Завязывая пояс на халате, Валера успел отметить, что грек теперь выглядел несколько иначе. Его туника уже не свисала лохмотьями, а выглядела вполне целой, хотя и до первозданной белизны ей было ещё далеко. Волосы на голове, избавленные от сальной грязи, весело кудрявились. Да и с рук исчезли противные струпья.
- Ты про неё мне не рассказал, - недовольно произнёс Муз. – А у неё даже ключи от твоего дома есть.
- Да-да, - спохватился Валера, - знакомьтесь. Это Муз – он указал на грека, а это моя близкая подруга Муза..., - тут он осёкся под пристальным взглядом грека. – Это имя такое женское, - торопливо добавил он.

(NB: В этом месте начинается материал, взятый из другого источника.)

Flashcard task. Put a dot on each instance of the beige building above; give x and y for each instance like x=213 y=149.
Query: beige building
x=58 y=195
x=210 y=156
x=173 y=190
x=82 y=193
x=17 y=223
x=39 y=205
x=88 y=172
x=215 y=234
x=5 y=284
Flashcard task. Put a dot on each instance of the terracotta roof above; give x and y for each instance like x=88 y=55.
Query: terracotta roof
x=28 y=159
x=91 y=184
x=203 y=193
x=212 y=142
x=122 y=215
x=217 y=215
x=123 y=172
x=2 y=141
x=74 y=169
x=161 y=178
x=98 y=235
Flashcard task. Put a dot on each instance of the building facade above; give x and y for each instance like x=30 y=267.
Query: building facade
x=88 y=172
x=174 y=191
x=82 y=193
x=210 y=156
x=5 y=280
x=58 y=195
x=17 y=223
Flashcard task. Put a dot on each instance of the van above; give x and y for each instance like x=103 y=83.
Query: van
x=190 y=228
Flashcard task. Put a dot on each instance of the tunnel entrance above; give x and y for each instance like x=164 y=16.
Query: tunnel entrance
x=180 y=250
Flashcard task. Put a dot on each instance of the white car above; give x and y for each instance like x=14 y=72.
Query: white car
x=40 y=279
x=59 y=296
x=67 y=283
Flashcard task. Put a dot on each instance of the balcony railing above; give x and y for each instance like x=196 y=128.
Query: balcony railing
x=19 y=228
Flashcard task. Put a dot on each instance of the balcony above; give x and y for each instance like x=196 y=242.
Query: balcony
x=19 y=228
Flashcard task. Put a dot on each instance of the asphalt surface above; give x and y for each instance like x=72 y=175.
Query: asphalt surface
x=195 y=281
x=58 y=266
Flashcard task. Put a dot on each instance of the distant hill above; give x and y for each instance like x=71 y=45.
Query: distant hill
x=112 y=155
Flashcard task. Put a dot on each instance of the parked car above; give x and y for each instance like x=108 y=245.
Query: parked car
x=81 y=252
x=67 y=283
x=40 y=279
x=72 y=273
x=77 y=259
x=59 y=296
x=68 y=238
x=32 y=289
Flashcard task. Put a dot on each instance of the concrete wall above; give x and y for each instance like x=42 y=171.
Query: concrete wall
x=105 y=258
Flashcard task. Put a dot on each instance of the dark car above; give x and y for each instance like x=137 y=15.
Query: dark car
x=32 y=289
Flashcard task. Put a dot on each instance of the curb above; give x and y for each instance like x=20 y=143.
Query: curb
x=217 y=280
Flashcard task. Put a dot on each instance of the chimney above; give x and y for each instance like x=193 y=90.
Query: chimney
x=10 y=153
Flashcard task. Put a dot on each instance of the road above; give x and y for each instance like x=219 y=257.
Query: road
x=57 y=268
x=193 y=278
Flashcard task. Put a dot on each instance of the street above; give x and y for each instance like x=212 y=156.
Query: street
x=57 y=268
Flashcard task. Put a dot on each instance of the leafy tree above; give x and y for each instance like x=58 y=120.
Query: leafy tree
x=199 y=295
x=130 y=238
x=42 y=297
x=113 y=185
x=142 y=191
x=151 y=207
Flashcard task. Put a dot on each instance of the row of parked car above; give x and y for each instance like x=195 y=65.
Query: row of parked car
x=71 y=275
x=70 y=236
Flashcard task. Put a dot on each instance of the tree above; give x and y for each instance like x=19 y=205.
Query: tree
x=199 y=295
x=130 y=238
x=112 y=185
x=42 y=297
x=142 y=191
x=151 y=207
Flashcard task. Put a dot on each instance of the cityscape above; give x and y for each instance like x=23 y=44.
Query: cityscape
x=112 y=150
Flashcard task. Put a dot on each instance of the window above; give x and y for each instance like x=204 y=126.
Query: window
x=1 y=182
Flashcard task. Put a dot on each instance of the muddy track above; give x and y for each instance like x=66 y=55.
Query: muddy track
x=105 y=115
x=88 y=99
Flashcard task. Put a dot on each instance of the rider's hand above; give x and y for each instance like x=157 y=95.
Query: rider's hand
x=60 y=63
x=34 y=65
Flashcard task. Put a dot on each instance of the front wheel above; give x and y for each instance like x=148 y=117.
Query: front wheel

- Близкая подруга, говоришь, - сквозь зубы процедил грек, - ты даже не представляешь, насколько близкая.
Теперь он буквально сверлил взглядом девушку.
- Ты бы заткнулся, ковбой, - в голосе гостьи не было и тени привычной мягкости.
- Ковбой? Какой ковбой? – удивился писатель.
- Да вот этот, что держит руку на кобуре с кольтом.
- А, так тебе он видится ковбоем? – наконец сообразил Валерий. – Постой, - спохватился он. – А почему ты его вообще видишь?
- Не тупи, Козорезов. Он же тебе всё рассказал, - грубо ответила девушка.
- Не всё, - отозвался Муз, - я, к примеру, не знал, что ты осталась при нём «близкой подругой», - с ядовитым сарказмом добавил он.
Мысли, с таким трудом собранные при приёме душа, вновь разбежались по сторонам. Муза – его девушка, всегда мягкая и нежная, оказалась грубой мегерой. Кроме того, она не только видела грека, пусть и иначе, чем Валера, но и оказалась знакома с ним.
Тем временем гости продолжали пререкаться. Но тут Муз, заметив, что его автор немного пришёл в себя и снова способен воспринимать окружающий мир, громко, чтобы наверняка быть услышанным, обратился к нему.
-  Позволь тебе заново представить твою подругу. Ты должен знать, что Муза – это не имя её, а профессия! – он выдержал паузу, в течение которой девушка отчётливо чертыхнулась. – Она та самая муза, что бросила тебя тогда, обрекая на целый год ужасных мучений! А сама, оказывается, втёрлась в твой близкий круг. Не иначе, как для того, чтобы вблизи наблюдать и наслаждаться твоими страданиями.
- Не правда! – девушка, наконец, повернулась лицом к Валере. – Я ушла, потому что полюбила тебя. А влюблённая в автора муза – плохой помощник. Ведь и многие люди справедливо считают, что нельзя работать вместе с друзьями и близкими.
- Но ты знала, что замена появится не скоро, - не унимался Муз. – И знала, как тяжело писателю остаться без вдохновения.
- Не знала, я ведь впервые уволилась. Я не подозревала, как закостенела наша бюрократия. Как могло место музы при таком талантливом авторе целый год оставаться вакантным?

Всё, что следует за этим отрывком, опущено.